I am learning graph algorithms and I am confused why my code 326424345 failed in test 18 for the problem https://mirror.codeforces.com/problemset/problem/977/E?
I know that the problem can be solved simply by counting the degrees of all the nodes in a connected component. Count the component when the degree of each node is 2.
However, I wanted to know what is wrong with the logic: for each connected component, we find the size of the smallest cycle, if this size equals the number of nodes in the component, count the component. (The size of the cycle initially is number of nodes + 1, so that we don't count components without cycles.
Please help me in understanding the problem, I will be very grateful to you.
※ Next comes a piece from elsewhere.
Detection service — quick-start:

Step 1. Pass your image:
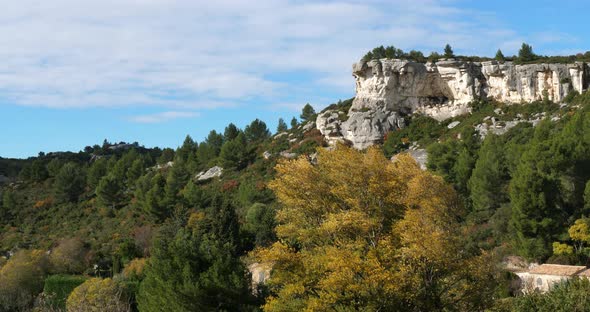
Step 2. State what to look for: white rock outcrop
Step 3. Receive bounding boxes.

Auto comment: topic has been updated by TheMathEnthusiast (previous revision, new revision, compare).
Logically you are correct. Problem is in the implementation. You are using the concept of in-time (in dfs) to calculate the length of the smallest cycle, which is wrong. For example for the testcase:n=5,m=5,edges[5]={{1,2},{2,3},{3,5},{3,4},{4,1}}. Your code will first visit 5 from 3 and then it will visit 4, leading to incorrect cycle length calculation.
Yes got it thanks!
i think this logic fails when theres a component like lets say edges are {1 2} {1 3} {2 3} {2 4} {3 4}
smallest cycle size is 3 but there's a larger cycle which connects all nodes in one cycle.. try largest cycle imo that should work ..correct me if im wrong
ahh looked at the problem again the cycles dont contain an inner edge...yeah this would work..but i'd be curious if that wasnt the case..will the longest cycle size work?